当然,不同的对床图会有各自不同的特点,不过以上几点当是具有共性的要素。同时,正如风雨对床不限于兄弟之间,风雨对床图也不仅仅限于兄弟之间,友朋之间亦可,如清谢堃《春草堂诗话》卷三记载:“莆田袁篴生明府,苏州人也,与郭频伽最相友善……又送频伽入都云:‘……珍重对床图一幅,天涯风雨不堪闻。'”谢堃:《春草堂诗话》卷三,《清代诗文集汇编》第544册,第220页。这里的对床图,应当是友朋之间的。翁方纲乾隆五十一年(1786)与得意门生谢启昆曾绘《对床风雨图》,翁方纲《夏茝隈文学〈竹里读书图〉用前韵》自注:“丙午腊八日,予与谢藴山作《对床听雨图》,以宋本《施顾注苏诗》卷内予旧照同观。”翁方纲:《复初斋外集》诗卷第十九,《清代诗文集汇编》第382册,第552页。谢启昆《兰雪湖上复有诗来次韵答之是夕大风雨》“梦回旧事连床约”后自注:“旧与覃溪师有对床听雨图。”谢启昆:《树经堂诗续集》卷一,《清代诗文集汇编》第392册,第370页。覃溪即翁方纲。
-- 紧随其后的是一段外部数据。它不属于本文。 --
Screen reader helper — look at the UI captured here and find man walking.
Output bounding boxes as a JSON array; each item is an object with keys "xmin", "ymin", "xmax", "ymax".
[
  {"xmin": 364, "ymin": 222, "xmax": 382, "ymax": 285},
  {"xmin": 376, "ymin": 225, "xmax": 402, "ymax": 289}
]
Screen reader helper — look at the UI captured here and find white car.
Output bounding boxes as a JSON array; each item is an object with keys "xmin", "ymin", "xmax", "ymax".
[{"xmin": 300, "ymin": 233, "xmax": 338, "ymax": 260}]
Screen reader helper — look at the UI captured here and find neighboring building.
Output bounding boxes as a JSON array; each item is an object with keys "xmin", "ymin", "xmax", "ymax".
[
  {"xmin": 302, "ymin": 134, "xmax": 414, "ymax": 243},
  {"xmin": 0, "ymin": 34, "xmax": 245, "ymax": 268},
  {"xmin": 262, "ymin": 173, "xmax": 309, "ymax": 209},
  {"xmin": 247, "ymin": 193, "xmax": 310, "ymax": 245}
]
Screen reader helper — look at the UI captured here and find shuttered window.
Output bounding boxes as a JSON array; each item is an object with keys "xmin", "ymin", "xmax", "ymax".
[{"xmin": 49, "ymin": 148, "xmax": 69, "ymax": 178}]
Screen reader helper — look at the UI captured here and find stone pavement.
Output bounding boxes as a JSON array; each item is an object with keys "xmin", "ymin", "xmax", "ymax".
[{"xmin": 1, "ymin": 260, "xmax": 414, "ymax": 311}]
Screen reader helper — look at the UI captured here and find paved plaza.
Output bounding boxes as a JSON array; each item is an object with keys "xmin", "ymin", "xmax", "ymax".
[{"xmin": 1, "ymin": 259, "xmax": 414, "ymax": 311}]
谢启昆有《奉和覃溪师对床听雨图元韵六首》,即是唱和翁方纲《对床听雨图二首》。

另外,有些绘画虽不以风雨对床为名,其构图方式是一样的。如上举李中简《南塍草堂记》即记载有花墅对床图,清朱珪《知足斋集》卷四有《李唐园监丞、文园学士花墅对床图》。再如清郭麐《灵芬馆诗话》记载:“稼庭痛其兄之亡,补写一图,作兄弟对床意,取子由诗‘误喜对床寻旧约,不知漂泊在彭城’语,名曰《误寻旧约图》,一时题句甚伙。”郭麐:《灵芬馆诗话》续诗话卷一,《续修四库全书》第1705册,第428页。该图名称虽异,仍是取兄弟对床的构图方式。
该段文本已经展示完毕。